While pre-1979 prototype costs created some obstacle to building new apartments, the evidence indicates that CHA could have ameliorated this obstacle and reduced the per-unit costs by creative planning. Per-unit costs could have been substantially reduced by acquisition of sites which would accommodate larger buildings and by combining family housing with elderly housing, which is cheaper to build.
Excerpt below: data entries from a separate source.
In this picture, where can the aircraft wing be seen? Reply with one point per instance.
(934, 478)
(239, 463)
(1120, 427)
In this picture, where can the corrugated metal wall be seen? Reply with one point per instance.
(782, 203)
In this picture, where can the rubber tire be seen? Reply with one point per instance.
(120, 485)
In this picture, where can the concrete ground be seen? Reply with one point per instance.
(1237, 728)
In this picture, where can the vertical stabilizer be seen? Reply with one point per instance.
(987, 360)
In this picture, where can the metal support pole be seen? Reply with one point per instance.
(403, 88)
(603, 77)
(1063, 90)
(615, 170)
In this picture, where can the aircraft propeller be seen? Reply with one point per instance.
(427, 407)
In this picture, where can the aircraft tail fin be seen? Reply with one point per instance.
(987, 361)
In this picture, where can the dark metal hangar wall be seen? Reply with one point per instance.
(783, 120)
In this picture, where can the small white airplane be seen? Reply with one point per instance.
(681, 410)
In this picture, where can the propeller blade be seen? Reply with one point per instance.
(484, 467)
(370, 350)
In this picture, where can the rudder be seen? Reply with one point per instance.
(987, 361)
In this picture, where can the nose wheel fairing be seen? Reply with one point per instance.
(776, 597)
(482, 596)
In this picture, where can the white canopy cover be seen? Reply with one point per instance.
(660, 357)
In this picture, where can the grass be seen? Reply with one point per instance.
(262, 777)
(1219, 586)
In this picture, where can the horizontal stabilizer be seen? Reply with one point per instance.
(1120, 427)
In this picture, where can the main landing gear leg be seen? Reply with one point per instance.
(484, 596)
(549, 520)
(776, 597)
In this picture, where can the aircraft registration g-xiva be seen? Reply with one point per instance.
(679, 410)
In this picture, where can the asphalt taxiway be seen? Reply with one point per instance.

Since the May, 1979 order, CHA's statistical record has improved only slightly. No building has yet been rehabilitated and turned into public housing in the General Public Housing Area. Nor has any building been placed under rehabilitation physical reconstruction work. On January 8, 1980, five buildings previously ordered to be acquired for the General Public Housing Area were sent to HUD as part of a development program, and 21 buildings were authorized by CHA commissioners for acquisition in the General Public Housing Area. Of the 21 buildings authorized, 18 of them were buildings identified by two community organizations, the Organization of Palmer Square and The Heart of Uptown. At the time these 21 buildings were identified and being submitted for approval, no other CHA acquisition efforts were being conducted.

The fact that CHA has not been assigned HUD funds for the fiscal year of 1980 is due not to the fact that CHA has failed to show sufficient progress in developing housing units under the May, 1979 order, but because the Area Manager determined that other Illinois Housing Authorities demonstrated a greater unfunded need for the available funds. Affidavit of Elmer C. Bin-ford, Area Manager, Chicago Area Office, United States Department of Housing and Urban Development, p. 4.

While the Court is not satisfied with the efficiency or the extent of CHA activity at this time, CHA's recent attempts to comply with the May, 1979 order evidence some efforts to cure its inefficient bureaucratic procedures. Major obstacles to the development of public housing have been removed. Procedural roadblocks have been removed and prototype construction cost limits have been raised. The regular January 8, 1980 meeting and the special meeting on January 16, 1980 is indicative of the increased pace at which CHA can move when it feels the pressure to do so. Moreover, with its increased staff, and the benefits of the suggestions of the urban consultant and the Special Master, the CHA has every opportunity to finally render the relief to the members of the plaintiff class which they so justly deserve and which is so long overdue.

With great reservation, the motion to appoint a receiver is denied without prejudice. The CHA is directed to make an immediate and substantial start toward full compliance with the May, 1979 order within six months. Best efforts will no longer suffice; compliance will be measured by results, not intentions. Bureaucratic inefficiency will no longer be tolerated by the Court. The inaction of the CHA to date is a clear indication of indifference to the orders of this Court and to the rights of the citizens of Chicago. Difficulty in attaining racially integrated public housing shall not be further condoned. If the bureaucratic operation of the CHA does not permit prompt or imaginative positive action then the duty of the CHA is clear. It must adopt new policies. Policies which permit and encourage action. Policies which have only one goal, compliance with its duties. The CHA must have only one concern, housing in compliance with the repeated orders of this Court.